Have you ever been praying and suddenly your conscience says something like this to you:

“Look at you! Who do you think you are to come before God and ask anything from him! Why just this week, you did things and said things that would disqualify you from ever receiving anything from God. Don’t you remember that attitude you had yesterday? Don’t you remember how you got angry with your wife for no reason last week? What about that unclean thought that passed through your mind three days ago? You passed someone broken down on the road and you could have stopped to help, but you didn’t. You’re sure not much of a Christian, are you? What right do you have now to come to God and ask him for anything?”

Thoughts such as these can shut down your prayer time in a New York minute. It’s hard to pray when you don’t have assurance and confidence that God welcomes you and is willing to hear your prayers.

John has something very vital to say about this situation in 1 John 3:19–24. The center of this passage is John’s appeal in verse 23: we should believe in Jesus and love one another. This appeal is flanked on both sides with a motivational basis. Verses 19–22 provide the first motivation: when our conscience condemns us, God is greater than our conscience, giving us assurance that we receive what we ask from him in prayer.

Verse 24 constitutes the second motivation: we can be assured that God lives in us and we abide in him. The topic of this paragraph is confidence. Notice John’s use of words like “know,” “reassure,” and “confidence.” Confidence is based on the fact that we have believed in Jesus and are thus in the family of God. Since we are in the family and since we love others in the family, we can come to our Father with our prayer requests with confident assurance that he will hear us.

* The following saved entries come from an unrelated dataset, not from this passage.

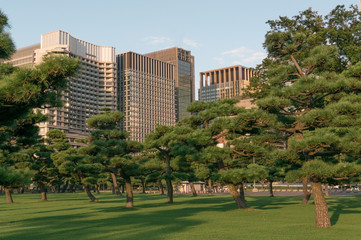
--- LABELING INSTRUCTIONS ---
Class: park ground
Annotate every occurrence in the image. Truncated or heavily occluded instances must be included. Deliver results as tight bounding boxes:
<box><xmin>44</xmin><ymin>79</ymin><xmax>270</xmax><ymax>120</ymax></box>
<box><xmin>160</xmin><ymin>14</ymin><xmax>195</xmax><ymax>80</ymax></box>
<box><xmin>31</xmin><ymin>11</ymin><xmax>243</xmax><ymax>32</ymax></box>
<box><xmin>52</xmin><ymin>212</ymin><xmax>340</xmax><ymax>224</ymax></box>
<box><xmin>1</xmin><ymin>192</ymin><xmax>361</xmax><ymax>240</ymax></box>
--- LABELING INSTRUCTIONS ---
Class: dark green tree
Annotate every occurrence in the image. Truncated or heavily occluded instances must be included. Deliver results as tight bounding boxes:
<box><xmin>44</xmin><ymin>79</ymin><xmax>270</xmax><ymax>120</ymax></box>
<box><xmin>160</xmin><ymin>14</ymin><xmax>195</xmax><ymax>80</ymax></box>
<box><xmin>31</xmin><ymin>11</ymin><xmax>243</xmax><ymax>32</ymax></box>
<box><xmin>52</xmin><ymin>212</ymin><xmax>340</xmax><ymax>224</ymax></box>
<box><xmin>181</xmin><ymin>100</ymin><xmax>276</xmax><ymax>208</ymax></box>
<box><xmin>46</xmin><ymin>129</ymin><xmax>73</xmax><ymax>193</ymax></box>
<box><xmin>0</xmin><ymin>10</ymin><xmax>79</xmax><ymax>200</ymax></box>
<box><xmin>206</xmin><ymin>107</ymin><xmax>276</xmax><ymax>208</ymax></box>
<box><xmin>0</xmin><ymin>10</ymin><xmax>15</xmax><ymax>59</ymax></box>
<box><xmin>248</xmin><ymin>5</ymin><xmax>361</xmax><ymax>227</ymax></box>
<box><xmin>181</xmin><ymin>99</ymin><xmax>242</xmax><ymax>195</ymax></box>
<box><xmin>145</xmin><ymin>124</ymin><xmax>209</xmax><ymax>203</ymax></box>
<box><xmin>80</xmin><ymin>109</ymin><xmax>142</xmax><ymax>208</ymax></box>
<box><xmin>0</xmin><ymin>166</ymin><xmax>32</xmax><ymax>203</ymax></box>
<box><xmin>49</xmin><ymin>130</ymin><xmax>101</xmax><ymax>202</ymax></box>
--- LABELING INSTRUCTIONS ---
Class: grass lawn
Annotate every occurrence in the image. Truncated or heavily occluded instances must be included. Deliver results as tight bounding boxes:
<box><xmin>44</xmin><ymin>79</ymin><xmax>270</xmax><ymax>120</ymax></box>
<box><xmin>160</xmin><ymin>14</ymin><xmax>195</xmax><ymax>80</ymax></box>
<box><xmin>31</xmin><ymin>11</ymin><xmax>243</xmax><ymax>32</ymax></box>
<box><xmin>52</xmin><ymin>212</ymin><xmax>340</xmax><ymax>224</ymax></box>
<box><xmin>0</xmin><ymin>192</ymin><xmax>361</xmax><ymax>240</ymax></box>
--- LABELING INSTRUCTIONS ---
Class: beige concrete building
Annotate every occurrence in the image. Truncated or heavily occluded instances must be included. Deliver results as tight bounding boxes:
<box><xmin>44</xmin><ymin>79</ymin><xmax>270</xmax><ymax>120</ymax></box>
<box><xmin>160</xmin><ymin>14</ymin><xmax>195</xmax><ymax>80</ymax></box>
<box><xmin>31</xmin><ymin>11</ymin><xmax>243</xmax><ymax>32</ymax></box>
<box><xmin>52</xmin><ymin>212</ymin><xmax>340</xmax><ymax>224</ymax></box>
<box><xmin>145</xmin><ymin>47</ymin><xmax>195</xmax><ymax>121</ymax></box>
<box><xmin>6</xmin><ymin>30</ymin><xmax>117</xmax><ymax>144</ymax></box>
<box><xmin>199</xmin><ymin>65</ymin><xmax>254</xmax><ymax>103</ymax></box>
<box><xmin>117</xmin><ymin>51</ymin><xmax>176</xmax><ymax>142</ymax></box>
<box><xmin>5</xmin><ymin>44</ymin><xmax>40</xmax><ymax>67</ymax></box>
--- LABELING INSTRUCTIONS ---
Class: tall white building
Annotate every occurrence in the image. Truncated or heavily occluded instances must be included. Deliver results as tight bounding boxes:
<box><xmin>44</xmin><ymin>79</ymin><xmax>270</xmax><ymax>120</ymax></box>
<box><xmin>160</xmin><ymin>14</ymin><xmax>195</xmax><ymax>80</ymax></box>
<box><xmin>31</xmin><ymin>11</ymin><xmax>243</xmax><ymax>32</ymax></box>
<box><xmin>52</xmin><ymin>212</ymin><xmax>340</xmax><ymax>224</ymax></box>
<box><xmin>7</xmin><ymin>30</ymin><xmax>117</xmax><ymax>144</ymax></box>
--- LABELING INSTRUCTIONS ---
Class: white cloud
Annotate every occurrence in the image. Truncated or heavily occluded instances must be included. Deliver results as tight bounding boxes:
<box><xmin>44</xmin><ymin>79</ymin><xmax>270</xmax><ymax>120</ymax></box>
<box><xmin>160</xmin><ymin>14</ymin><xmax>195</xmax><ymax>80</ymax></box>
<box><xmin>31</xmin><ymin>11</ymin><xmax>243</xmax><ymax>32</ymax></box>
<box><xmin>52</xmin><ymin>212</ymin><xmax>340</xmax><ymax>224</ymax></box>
<box><xmin>212</xmin><ymin>57</ymin><xmax>224</xmax><ymax>65</ymax></box>
<box><xmin>182</xmin><ymin>38</ymin><xmax>199</xmax><ymax>48</ymax></box>
<box><xmin>143</xmin><ymin>36</ymin><xmax>173</xmax><ymax>45</ymax></box>
<box><xmin>222</xmin><ymin>46</ymin><xmax>253</xmax><ymax>58</ymax></box>
<box><xmin>220</xmin><ymin>46</ymin><xmax>266</xmax><ymax>66</ymax></box>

A clear conscience provides us confidence to approach God at any time in prayer and worship. John Wesley said the conscience functions in three ways:

“First. It is a witness, —testifying to what we have done in thought, or word, or action. Secondly. It is a judge, —passing sentence on what we have done, that it is good or evil. And, Thirdly, it, in some sort, executes the sentence, by occasioning a degree of complacency in him that does well, and a degree of uneasiness in him that does evil.”[i]

Cars have a number of digital warning lights. One warns that the emergency brake has been left on. Another reminds the driver that the engine is running hot. Another warns that the alternator is not charging properly.

God has given us a built in warning signal called conscience. Just as the warning lights in your car have to be properly wired so to speak in order to function properly, so your conscience must be properly schooled in the truth of God’s Word in order to function as God intended. But this is not at all. Even your conscience in good working order cannot force obedience! The driver may disregard the red lights of warning. If he does so, he may burn out the brakes, ruin the battery, or crack the motor block. Christians who disregard their conscience are headed for trouble.

Trust and obey . . . and with a good conscience send your guilt trip packing!

[i] John Wesley, “On Conscience,” Sermons, Volume III, in The Works of John Wesley, 3rd ed., vol. 7 (Grand Rapids: Baker, 1979 reprint), p. 188.